1962 senesiydi. Abim Lütfü Uyan, beni Enver Abi ile tanıştırmak istedi ve bir sabah Eminönü’nden Boğaz vapuruna binip, Beylerbeyi’ne gittik. Evine varıp kapıyı çaldık. Pazara çıktığını öğrenince, pazara yöneldik. O arada ileriden bir gencin bize doğru gülümseyerek geldiğini gördüm. Sevinç içinde gelip önce ağabeyime sarıldı, sonra bana. Ama ne muhabbet!
Şaşırıp kaldım. Kolumuza girip eve götürdü. Yemek yedik, sohbet ettik. Sonra izin isteyip kalktık. Buraya kadar tamam. Asıl anlatacağım, bundan sonrası. Biz Allaha ısmarladık deyip çıktık. Baktım, o da bizimle beraber çıktı ve iskeleye kadar bizimle geldi. Biz bilet alıp turnikeden geçtik. Baktım, o da geçti. Hiçbir şey anlamadım.
Bize, vapurun dışını gösterip “Şuraya oturun” dedi. Öyle yaptık. Vapur kalkıncaya kadar bize sevgiyle, muhabbetle gülümseyerek baktı durdu. Nihayet gemi kalktı. Ama biz bakışmaya devam ettik. Gemi iyice uzaklaştı. Öyle ki, Enver Abiyi nokta gibi görüyorduk. Ama o, hiç yerinden ayrılmadı. Ta ki artık onu göremez olduk. Abim bana döndü ve “Enver Abiyi nasıl buldun?” dedi. Cevap veremedim. Zira aklım şaşmıştı, şoktaydım.
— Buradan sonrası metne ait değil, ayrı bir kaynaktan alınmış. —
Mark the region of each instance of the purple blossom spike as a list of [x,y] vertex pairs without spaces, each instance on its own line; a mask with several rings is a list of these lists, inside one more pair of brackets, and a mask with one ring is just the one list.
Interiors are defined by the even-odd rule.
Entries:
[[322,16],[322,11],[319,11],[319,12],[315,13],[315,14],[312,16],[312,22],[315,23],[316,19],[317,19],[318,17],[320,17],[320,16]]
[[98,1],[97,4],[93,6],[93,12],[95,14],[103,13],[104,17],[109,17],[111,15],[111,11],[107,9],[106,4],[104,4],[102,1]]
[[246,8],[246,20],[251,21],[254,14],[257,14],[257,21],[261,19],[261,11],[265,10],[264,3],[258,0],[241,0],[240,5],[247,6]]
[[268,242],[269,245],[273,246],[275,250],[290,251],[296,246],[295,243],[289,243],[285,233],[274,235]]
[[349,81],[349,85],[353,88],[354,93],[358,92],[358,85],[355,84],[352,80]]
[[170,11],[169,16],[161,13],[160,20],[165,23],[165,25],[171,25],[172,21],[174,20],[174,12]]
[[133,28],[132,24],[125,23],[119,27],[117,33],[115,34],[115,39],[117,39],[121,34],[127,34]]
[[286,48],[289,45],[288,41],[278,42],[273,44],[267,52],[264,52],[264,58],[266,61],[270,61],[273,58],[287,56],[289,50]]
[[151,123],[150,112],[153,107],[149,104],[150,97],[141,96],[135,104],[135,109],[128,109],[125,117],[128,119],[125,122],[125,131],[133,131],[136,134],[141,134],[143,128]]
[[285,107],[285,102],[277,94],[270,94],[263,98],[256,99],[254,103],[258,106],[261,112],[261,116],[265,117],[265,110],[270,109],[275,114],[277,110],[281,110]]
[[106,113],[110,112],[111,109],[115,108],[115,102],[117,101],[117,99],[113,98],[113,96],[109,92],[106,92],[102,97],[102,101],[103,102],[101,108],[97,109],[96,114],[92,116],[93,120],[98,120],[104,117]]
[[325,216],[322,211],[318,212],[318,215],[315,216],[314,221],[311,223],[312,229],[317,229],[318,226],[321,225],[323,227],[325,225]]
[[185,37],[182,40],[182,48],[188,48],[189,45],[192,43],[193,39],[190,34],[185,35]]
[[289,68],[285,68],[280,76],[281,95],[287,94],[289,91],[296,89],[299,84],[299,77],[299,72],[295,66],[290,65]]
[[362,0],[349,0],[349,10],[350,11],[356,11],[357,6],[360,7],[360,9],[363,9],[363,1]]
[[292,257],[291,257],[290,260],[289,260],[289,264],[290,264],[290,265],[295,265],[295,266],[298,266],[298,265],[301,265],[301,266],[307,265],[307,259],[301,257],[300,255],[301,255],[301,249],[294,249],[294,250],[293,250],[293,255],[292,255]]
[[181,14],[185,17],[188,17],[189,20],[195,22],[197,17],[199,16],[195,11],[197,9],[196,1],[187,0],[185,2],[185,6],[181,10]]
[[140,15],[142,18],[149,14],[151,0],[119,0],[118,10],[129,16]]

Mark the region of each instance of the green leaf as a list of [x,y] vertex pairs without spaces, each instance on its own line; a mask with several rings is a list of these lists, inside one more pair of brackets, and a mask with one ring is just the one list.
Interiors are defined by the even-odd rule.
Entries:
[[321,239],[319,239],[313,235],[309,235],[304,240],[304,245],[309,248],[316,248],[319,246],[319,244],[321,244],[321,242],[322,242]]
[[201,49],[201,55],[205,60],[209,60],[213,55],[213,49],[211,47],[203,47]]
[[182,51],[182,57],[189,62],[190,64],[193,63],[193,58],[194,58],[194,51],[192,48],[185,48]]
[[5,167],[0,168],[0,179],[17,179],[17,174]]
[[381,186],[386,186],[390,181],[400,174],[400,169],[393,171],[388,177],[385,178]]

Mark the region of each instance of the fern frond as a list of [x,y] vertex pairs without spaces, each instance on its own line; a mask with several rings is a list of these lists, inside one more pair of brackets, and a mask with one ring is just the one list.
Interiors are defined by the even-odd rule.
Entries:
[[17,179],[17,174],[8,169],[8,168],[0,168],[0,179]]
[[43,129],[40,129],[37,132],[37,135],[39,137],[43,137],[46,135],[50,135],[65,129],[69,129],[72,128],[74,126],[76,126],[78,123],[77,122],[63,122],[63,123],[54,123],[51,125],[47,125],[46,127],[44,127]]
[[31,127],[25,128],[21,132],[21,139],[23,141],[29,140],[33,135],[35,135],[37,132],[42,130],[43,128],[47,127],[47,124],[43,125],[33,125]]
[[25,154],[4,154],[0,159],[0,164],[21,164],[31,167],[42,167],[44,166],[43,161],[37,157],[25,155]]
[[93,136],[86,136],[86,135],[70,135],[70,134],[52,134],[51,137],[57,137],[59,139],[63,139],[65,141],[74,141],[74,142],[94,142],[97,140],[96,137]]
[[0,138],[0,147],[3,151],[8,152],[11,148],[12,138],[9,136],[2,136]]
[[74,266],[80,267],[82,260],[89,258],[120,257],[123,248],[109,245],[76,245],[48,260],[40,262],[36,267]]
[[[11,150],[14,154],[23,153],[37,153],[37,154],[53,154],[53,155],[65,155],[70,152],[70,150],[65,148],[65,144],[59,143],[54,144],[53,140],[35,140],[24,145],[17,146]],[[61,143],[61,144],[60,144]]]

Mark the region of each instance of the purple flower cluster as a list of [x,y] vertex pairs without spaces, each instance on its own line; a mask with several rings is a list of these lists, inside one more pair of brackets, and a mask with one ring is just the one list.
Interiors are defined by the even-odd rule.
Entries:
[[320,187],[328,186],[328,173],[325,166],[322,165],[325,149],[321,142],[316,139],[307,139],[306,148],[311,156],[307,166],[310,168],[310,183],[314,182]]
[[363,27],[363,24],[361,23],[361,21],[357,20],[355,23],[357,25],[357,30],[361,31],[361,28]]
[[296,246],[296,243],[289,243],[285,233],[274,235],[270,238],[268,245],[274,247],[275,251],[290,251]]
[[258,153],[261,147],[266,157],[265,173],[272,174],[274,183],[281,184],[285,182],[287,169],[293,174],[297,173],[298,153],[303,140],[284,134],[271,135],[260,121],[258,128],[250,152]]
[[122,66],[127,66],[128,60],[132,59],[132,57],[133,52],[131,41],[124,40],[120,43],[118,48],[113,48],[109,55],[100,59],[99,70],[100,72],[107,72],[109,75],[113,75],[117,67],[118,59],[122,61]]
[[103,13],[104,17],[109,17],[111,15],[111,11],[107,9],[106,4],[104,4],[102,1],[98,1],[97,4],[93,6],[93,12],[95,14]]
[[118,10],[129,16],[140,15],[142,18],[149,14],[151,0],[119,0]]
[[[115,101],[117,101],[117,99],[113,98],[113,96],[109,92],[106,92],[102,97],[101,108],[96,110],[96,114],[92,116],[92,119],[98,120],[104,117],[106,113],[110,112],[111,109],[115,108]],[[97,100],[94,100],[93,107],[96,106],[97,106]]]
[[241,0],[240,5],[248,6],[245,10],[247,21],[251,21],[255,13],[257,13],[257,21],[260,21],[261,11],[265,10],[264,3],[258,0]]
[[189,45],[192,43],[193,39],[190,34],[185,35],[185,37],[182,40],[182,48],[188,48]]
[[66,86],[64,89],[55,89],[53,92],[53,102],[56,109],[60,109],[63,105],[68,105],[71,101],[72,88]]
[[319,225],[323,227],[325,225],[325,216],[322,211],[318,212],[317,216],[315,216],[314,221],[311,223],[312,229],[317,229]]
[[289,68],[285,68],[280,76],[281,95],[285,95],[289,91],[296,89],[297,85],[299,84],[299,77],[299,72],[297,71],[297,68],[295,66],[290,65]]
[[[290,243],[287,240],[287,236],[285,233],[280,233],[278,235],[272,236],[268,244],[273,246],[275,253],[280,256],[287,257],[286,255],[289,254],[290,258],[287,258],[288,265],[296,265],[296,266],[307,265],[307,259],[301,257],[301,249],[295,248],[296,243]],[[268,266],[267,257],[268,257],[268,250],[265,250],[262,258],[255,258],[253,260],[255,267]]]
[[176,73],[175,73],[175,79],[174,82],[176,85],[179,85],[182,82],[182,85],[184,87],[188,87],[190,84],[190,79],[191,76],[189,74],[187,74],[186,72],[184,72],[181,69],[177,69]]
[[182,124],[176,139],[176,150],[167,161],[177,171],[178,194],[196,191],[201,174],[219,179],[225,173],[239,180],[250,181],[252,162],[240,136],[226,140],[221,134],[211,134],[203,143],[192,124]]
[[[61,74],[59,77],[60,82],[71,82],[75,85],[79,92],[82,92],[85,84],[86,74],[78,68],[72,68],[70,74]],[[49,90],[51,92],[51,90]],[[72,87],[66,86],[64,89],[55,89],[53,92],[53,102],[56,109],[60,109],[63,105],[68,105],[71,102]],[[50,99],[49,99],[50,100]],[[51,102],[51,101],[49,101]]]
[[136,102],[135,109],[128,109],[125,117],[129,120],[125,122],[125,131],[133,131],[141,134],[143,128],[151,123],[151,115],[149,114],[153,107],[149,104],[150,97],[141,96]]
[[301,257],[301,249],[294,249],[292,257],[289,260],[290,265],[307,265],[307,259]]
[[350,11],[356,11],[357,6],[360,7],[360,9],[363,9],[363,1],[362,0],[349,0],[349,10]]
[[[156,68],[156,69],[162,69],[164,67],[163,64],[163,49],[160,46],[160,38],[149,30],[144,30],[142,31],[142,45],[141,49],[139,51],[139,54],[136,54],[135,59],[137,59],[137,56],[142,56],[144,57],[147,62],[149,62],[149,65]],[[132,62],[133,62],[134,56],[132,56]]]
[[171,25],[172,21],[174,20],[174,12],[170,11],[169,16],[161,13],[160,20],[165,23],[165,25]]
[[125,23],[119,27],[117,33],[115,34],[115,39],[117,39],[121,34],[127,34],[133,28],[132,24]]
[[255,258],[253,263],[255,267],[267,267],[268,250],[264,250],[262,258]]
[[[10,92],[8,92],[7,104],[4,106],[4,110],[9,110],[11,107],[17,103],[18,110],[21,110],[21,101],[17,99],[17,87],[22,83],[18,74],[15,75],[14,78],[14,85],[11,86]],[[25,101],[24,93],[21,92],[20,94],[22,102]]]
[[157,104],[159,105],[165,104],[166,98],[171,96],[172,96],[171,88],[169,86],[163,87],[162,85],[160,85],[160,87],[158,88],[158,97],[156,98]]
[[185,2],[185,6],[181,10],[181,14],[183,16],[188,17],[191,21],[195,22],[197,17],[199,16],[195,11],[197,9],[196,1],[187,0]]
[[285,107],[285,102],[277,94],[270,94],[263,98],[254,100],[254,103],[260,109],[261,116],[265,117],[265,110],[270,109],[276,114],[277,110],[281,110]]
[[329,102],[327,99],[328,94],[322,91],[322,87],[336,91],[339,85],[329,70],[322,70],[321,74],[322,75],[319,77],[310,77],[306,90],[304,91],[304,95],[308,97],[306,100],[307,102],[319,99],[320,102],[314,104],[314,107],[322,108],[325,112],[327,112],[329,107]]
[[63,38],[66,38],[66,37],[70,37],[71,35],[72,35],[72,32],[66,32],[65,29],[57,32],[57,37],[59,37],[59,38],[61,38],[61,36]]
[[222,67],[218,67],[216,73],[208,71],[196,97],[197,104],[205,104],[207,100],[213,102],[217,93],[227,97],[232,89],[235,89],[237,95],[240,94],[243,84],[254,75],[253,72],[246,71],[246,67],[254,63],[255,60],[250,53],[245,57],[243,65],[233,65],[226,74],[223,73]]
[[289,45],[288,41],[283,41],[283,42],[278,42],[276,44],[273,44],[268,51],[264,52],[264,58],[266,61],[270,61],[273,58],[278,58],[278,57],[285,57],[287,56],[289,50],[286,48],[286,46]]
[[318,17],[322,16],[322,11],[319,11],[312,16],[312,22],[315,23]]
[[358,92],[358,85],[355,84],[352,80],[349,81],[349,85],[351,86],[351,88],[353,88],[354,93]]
Ben 17 yaşındaydım, abim 20. Enver abi de 22 olmalıydı…
Cumartesi günü cenazeden döndüğümüzde Mücahid Bey Holding merkezindeki mescitte bizlere yaptığı kısa konuşmada “Babam, hepinizi aşk derecesinde seviyordu” demişti. Benim, deminden beri anlatmak istediğimi bir cümlede özetledi.
Bilvesile Enver Abimizin muhterem hanımefendisi Dilvin Ablamıza, kıymetli oğlu Mücahid Beye ve eşi Aslıhan Hanıma, biricik torunu Ayşe Nazlı’ya, sevgili yeğeni Ferruh Beye ve eşi Didem Hanıma ve bütün akraba ve sevdiklerine başsağlığı ve sabr-ı cemil diliyorum.